Not because your opinion doesn't match mine, but because you are a nasty, goading, piece of work.

SallyStarbuck · 05/07/2015 10:27

I didn't ask if she still sounded like a good friend though, did I? She has been for many years. Now it's her turn to need support.

OP posts:
SuckMySquallop · 05/07/2015 10:28

Thanks for that patienceisvirtuous, thank you. Smile

Offred · 05/07/2015 10:29

Having fertility problems is awful and traumatic yes, but it is not the. Only. Trauma. In. The. World. And it isn't a reason to treat people who have happy lives badly.

SuckMySquallop · 05/07/2015 10:30

Well said Offred - but some may tell you to "f-off" for voicing such honesty! Wink

patienceisvirtuous · 05/07/2015 10:30

I think everyone agrees with that Offred.

cansu · 05/07/2015 10:32

Why all the unpleasant comments? Very strange. I think you are right to be thoughtful, but don't think you can not mention your dd OP, that would be silly and would make your friendship v artificial.

Didiusfalco · 05/07/2015 10:33

OP, there are some crazy responses on here. You sound like a good person, Im not sure you actually need any advice. Trust your own instincts, from what you have written I dont think they will lead you wrong.

Offred · 05/07/2015 10:34

I think that's what I'd like the op to take from this really TBH. It's not her fault that her friend has fertility problems. If she is choosing to deal with that by having numerous rounds of IVF, as I chose to keep the baby after I was raped, it is not something other people should be punished for. Whilst the strength of feeling may be understandable it may stretch the friendship beyond breaking point.

It is good to keep in mind the two way street of friendship and how far it is reasonable to be expected to go for a friendship - being a different person (I.e. Lying about your family life) is too far IMO.

lljkk · 05/07/2015 10:41

IVF is a hormonal rollercoaster, it makes people a bit out of their minds (says my cousin who had it twice with no success).
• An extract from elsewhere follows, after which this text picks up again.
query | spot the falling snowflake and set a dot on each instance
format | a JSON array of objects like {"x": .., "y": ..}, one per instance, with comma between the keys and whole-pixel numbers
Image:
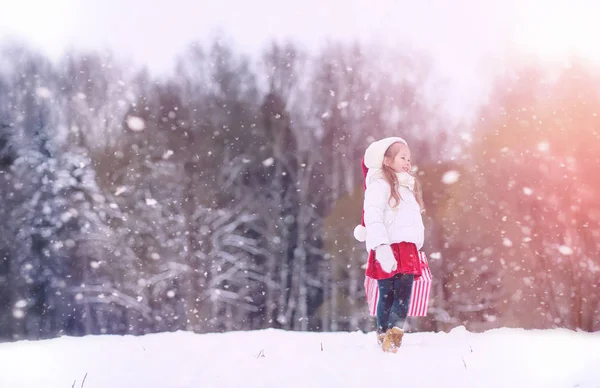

That said, I think OP is being a saint to have tried so hard. This is my fave advice on this thread "There is nothing you can do, so just be a friend and if she cuts you out accept that it isn't personal.".

Andcake · 05/07/2015 10:42

In the days before I suffered infertility myself I was doing a project looking at illnesses and mental states. Their is only one medical condition which leads to a worse mental state than infertility and that is cancer.

I have had some really horrible things happen in my life but nothing compares to the 3 years I spent trying to conceive and a diagnosis of low ovarian reserve which gave me a 1% chance. I have set in a recurrent mc clinic and got a text from a friend announcing the arrival of her 2nd dd.

I had success but even still the lack of a 2nd child can have me in tears and I have to force myself to socialise with other mums pregnant with their 2 nd for my dc sake.

You sound like an empathetic friend tread gently listen be there.

Tbh I can't think of anything worse that could happen in life other than infertility only the loss of a child or cancer.